Pour être franc, je me sens vraiment bien dans la réalisation. En effet, il peut arriver qu’un domaine te réussisse facilement sans que tu ne fasses beaucoup d’efforts, c’est mon cas avec le slam.  En fait, je n’ai besoin de souffrir pour écrire un texte. Lors de mes prestations, souvent, je vois des gens tellement concentrés, couler des larmes mais je n’ai pas prévu cela en fait. Mais là où je me bats pour imprimer mes marques, c’est dans la réalisation. Mais le problème avec la réalisation, c’est que c’est qu’elle est très budgétivore. Pour le moment, on essaie de faire de petits scénarii mais j’ambitionne de faire quelque chose de grand qui va étonner tout le monde.

Pensez-vous que le slam a de l’avenir au Burkina ?

Oui, le slam a de l’avenir parce que le slam a une bonne relève. Quand j’observe, actuellement, il y a de jeunes frères qui sont en train de monter, très poignants. Quand un art a de la relève, forcément il a de l’avenir. Je suppose qu’ils vont développer beaucoup d’autres manières de faire, travailler à relever le niveau. Je pense que dans la mesure où on aura besoin du slam, le slam aura un avenir. L’autre avantage est que nos dirigeants ont beaucoup compris. Dans les cérémonies, la plupart du temps, on fait appel aux slameurs pour faire des créations, cela a poussé le slam très loin. Tant qu’il y aura la demande, l’avenir sera assuré.

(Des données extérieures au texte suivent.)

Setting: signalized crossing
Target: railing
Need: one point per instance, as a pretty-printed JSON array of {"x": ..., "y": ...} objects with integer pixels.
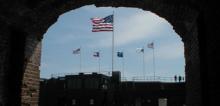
[
  {"x": 107, "y": 73},
  {"x": 151, "y": 79},
  {"x": 123, "y": 79}
]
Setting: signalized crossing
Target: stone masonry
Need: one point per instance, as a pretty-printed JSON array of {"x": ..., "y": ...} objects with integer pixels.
[{"x": 23, "y": 23}]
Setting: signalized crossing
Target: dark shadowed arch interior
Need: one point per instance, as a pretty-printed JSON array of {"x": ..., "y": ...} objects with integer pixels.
[{"x": 35, "y": 18}]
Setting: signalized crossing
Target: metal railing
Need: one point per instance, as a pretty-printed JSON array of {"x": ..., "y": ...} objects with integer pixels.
[{"x": 123, "y": 79}]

Quels sont vos rapports avec les autres slameurs ?

Il y a ce que j’entends dire et il y a ce que je pense. On me taxe d’être quelqu’un de solitaire, qui n’appartient pas à un clan et qui ne participe pas aux organisations. Certains vont jusqu’à me taxer même d’orgueilleux.  Mais en réalité, c’est une erreur de jugement parce que je suis quelqu’un d’assez réservé, introverti de nature. Cependant, quand je suis avec quelqu’un, je suis totalement ouvert si bien qu’ils me trouvent si cool qu’ils ne comprennent pas pourquoi je suis distant. Souvent, il se trouve que j’ai mille et une occupations si fait que je n’ai même pas le temps de remarquer les activités organisées et les gens qualifient cela d’orgueilleux, mais ce n’est pas le cas. Je n’ai de problème personnel avec aucun slameur. Je cause très bien avec tous.

Certains vous approchent-ils pour des collaborations ?

Oui, j’en ai fait.  Il y a aussi des lauréats de l’émission « Je slame pour ma patrie » qui sont passés au bureau et on a échangé sur leur projet de carrière et tout. Je peux dire que ça va.

Quel est votre regard sur la musique burkinabè dans son ensemble ?

 

Quels sont vos projets à court et moyens termes en ce qui concerne le slam ?

Je veux plus me lancer dans la formation de la relève. Comme je l’ai dit plus haut, j’ai travaillé sur deux procédés qui ont abouti, à savoir la mélocriture et la déviacriture qui sont des produits disponibles. Je pense déjà à comment transmettre ce savoir car c’est ce qui m’importe maintenant. Quand tu es plein, il faut te vider sinon tu stagnes donc moi je veux me vider et chercher encore plus loin. A moyen termes, je pense que je vais parler d’album et plus loin, c’est voir comment viser l’international à travers des collaborations d’écriture avec des artistes.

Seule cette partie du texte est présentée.